Dzisiejszego dnia w Mendozie na zachodzie Argentyny martwy w swoim domu znaleziony został urugwajski ciemnoskóry napastnik tamtejszego klubu Godoy Cruz – Santiago „El Morro” García.
Snajper, któremu lekka nadwaga nie przeszkadzała w strzelaniu goli (dla „Winiarzy” grał przez ostatnie pięć lat – to naprawdę sporo, jak na obcokrajowca w lidze argentyńskiej) zmarł w wieku zaledwie 30 lat.

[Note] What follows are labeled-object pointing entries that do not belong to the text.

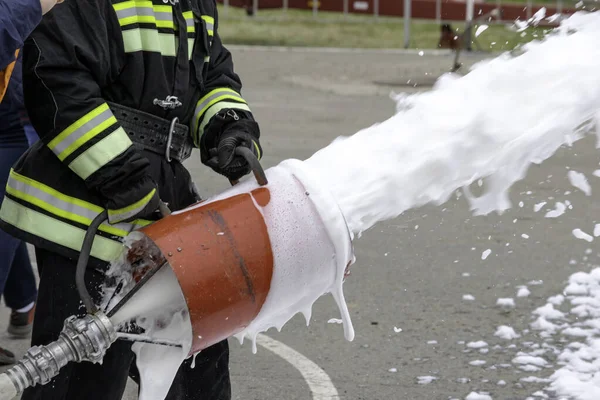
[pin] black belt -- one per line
(152, 133)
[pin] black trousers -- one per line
(58, 299)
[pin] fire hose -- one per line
(226, 253)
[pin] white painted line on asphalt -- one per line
(318, 381)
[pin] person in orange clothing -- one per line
(18, 18)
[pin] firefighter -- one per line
(120, 92)
(17, 19)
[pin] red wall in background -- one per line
(425, 9)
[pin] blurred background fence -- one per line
(439, 10)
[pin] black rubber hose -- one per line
(84, 257)
(251, 159)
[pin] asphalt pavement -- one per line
(405, 293)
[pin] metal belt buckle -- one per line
(170, 139)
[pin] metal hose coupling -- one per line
(82, 339)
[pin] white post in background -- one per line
(407, 4)
(499, 7)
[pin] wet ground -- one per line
(411, 272)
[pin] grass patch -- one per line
(299, 28)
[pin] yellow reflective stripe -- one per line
(215, 109)
(101, 153)
(131, 210)
(208, 19)
(61, 205)
(79, 128)
(213, 97)
(190, 47)
(89, 135)
(140, 39)
(138, 3)
(56, 231)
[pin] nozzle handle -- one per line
(252, 160)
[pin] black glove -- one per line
(230, 164)
(236, 132)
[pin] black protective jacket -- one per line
(85, 54)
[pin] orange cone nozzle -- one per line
(222, 257)
(252, 257)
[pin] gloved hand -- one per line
(48, 4)
(229, 164)
(231, 132)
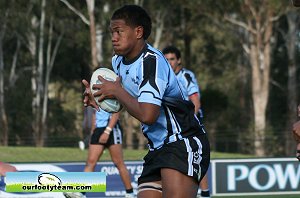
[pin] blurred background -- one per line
(245, 54)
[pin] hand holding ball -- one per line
(108, 105)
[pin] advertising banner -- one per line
(114, 185)
(256, 176)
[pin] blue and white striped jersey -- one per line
(150, 79)
(189, 85)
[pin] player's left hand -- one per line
(103, 138)
(298, 152)
(107, 89)
(296, 131)
(88, 99)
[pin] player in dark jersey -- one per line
(147, 88)
(107, 133)
(191, 91)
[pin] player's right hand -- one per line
(88, 99)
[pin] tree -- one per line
(258, 19)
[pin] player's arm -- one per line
(195, 99)
(111, 124)
(145, 112)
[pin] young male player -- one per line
(190, 89)
(178, 155)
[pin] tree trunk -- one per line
(291, 42)
(3, 121)
(260, 64)
(91, 8)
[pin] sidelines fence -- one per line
(228, 177)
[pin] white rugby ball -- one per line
(108, 105)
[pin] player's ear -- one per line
(139, 32)
(179, 61)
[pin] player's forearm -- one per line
(144, 112)
(113, 120)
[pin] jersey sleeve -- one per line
(191, 83)
(154, 73)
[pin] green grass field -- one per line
(62, 154)
(39, 155)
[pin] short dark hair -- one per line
(134, 15)
(172, 50)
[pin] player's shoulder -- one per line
(185, 70)
(150, 51)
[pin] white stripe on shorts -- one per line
(117, 135)
(190, 156)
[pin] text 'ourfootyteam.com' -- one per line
(55, 188)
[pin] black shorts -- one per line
(189, 156)
(115, 136)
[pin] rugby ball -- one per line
(108, 105)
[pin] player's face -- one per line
(173, 60)
(123, 38)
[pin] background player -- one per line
(191, 91)
(107, 134)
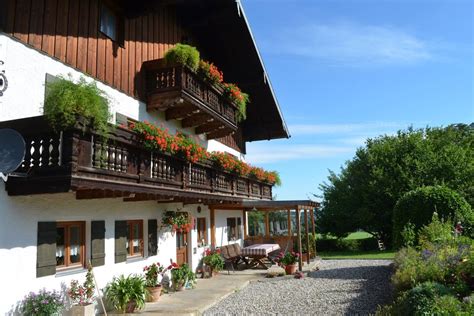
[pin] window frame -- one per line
(130, 231)
(202, 232)
(67, 247)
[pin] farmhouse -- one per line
(79, 197)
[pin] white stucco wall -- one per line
(26, 69)
(18, 239)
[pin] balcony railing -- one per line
(187, 97)
(81, 161)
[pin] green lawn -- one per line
(386, 254)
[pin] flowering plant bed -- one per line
(177, 222)
(82, 294)
(158, 138)
(42, 303)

Prowadząca śledztwo w tej sprawie policja podejrzewa, że król strzelców Superliga Argentina w sezonie 2017/2018 popełnił samobójstwo.
Okoliczności towarzyszące rzeczywistości życiowej tego piłkarza nie wykluczają tej wersji. Ostatnimi czasy Urugwajczyk znajdował się w życiowym dołku, między innymi często korzystał z pomocy psychiatry. Częste kontuzje miały wpływ na wyraźne pogorszenie się stanu jego zdrowia psychicznego.
Jak wspomnieliśmy, w sezonie 2017/2018 urugwajski atakujący sięgnął po koronę króla strzelców pierwszej ligi argentyńskiej ze zdobytymi 17 golami w całej kampanii. W tym samym sezonie zdobył z Godoy Cruz historyczne w dziejach tego zespołu wicemistrzostwo Argentyny.
Dwukrotnie osiągnął z „El Bodeguero” awans do 1/8 finału Copa Libertadores w latach 2017 i 2019, co jest największym międzynarodowym osiągnięciem klubu z Mendozy. Łącznie w barwach „El Expreso de Tomba” urugwajski zawodnik będący wychowankiem Nacionalu Montevideo przez pięć lat strzelił 51 bramek, co obecnie czyni go drugim najskuteczniejszym graczem w historii Godoy Cruz.
Klub ze stadionu Malvinas Argentinas zastrzegł numer 18, z którym grał tam Santiago García. To pierwszy w argentyńskiej piłce klubowej przypadek zastrzeżenia numeru na koszulce.